Abstract
Community detection is a branch of network analysis concerned with identifying strongly connected subnetworks. Social bookmarking sites aggregate datasets of often hundreds of millions of triples (document, user, and tag), which, when interpreted as edges of a graph, give rise to special networks called 3-partite, 3-uniform hypergraphs. We identify challenges and opportunities of generalizing community detection and in particular modularity optimization to these structures. Two methods for community detection are introduced that preserve the hypergraph's special structure to different degrees. Their performance is compared on synthetic datasets, showing the benefits of structure preservation. Furthermore, a tool for interactive exploration of the community detection results is introduced and applied to examples from real datasets. We find additional evidence for the importance of structure preservation and, more generally, demonstrate how tripartite community detection can help understand the structure of social bookmarking data.
Acknowledgements
The authors are indebted to Wendelin Böhmer for in-depth discussions and, in particular, his insistence on human-readable graphs.

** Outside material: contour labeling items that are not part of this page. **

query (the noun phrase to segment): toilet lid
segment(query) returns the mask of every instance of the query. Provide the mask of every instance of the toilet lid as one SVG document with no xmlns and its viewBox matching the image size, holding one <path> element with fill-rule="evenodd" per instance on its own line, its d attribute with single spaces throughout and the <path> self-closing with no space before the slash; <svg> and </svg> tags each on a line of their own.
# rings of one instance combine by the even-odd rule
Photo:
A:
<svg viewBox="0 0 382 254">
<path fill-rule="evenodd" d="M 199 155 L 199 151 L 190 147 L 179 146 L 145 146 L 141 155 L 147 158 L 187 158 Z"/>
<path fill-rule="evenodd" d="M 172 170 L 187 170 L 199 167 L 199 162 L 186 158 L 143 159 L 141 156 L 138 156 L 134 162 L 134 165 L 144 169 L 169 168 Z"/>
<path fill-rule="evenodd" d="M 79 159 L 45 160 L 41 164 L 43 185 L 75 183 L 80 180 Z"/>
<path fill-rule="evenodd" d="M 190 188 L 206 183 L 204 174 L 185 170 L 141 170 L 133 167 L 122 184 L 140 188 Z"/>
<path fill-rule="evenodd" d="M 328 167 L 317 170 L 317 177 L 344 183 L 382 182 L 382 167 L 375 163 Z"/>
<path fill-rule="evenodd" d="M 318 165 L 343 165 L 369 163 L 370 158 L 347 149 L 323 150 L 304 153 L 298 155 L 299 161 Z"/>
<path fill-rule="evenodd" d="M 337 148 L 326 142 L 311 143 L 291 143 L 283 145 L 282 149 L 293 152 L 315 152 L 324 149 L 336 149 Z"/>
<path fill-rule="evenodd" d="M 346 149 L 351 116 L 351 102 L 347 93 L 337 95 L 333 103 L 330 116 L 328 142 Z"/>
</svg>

We thank Caimei Lu for providing the code of her tripartite clustering approach and Andreas König for the work on crawling Visualize.us. We also thank the anonymous reviewers for valuable remarks on an earlier version. The first author has been supported by the Integrated Graduate Program on Human-Centric Communication at Technische Universität Berlin. The research leading to these results has received funding from the European Community's Seventh Framework Programme [FP7/2007–2011] under grant agreement No. 21644 (PetaMedia).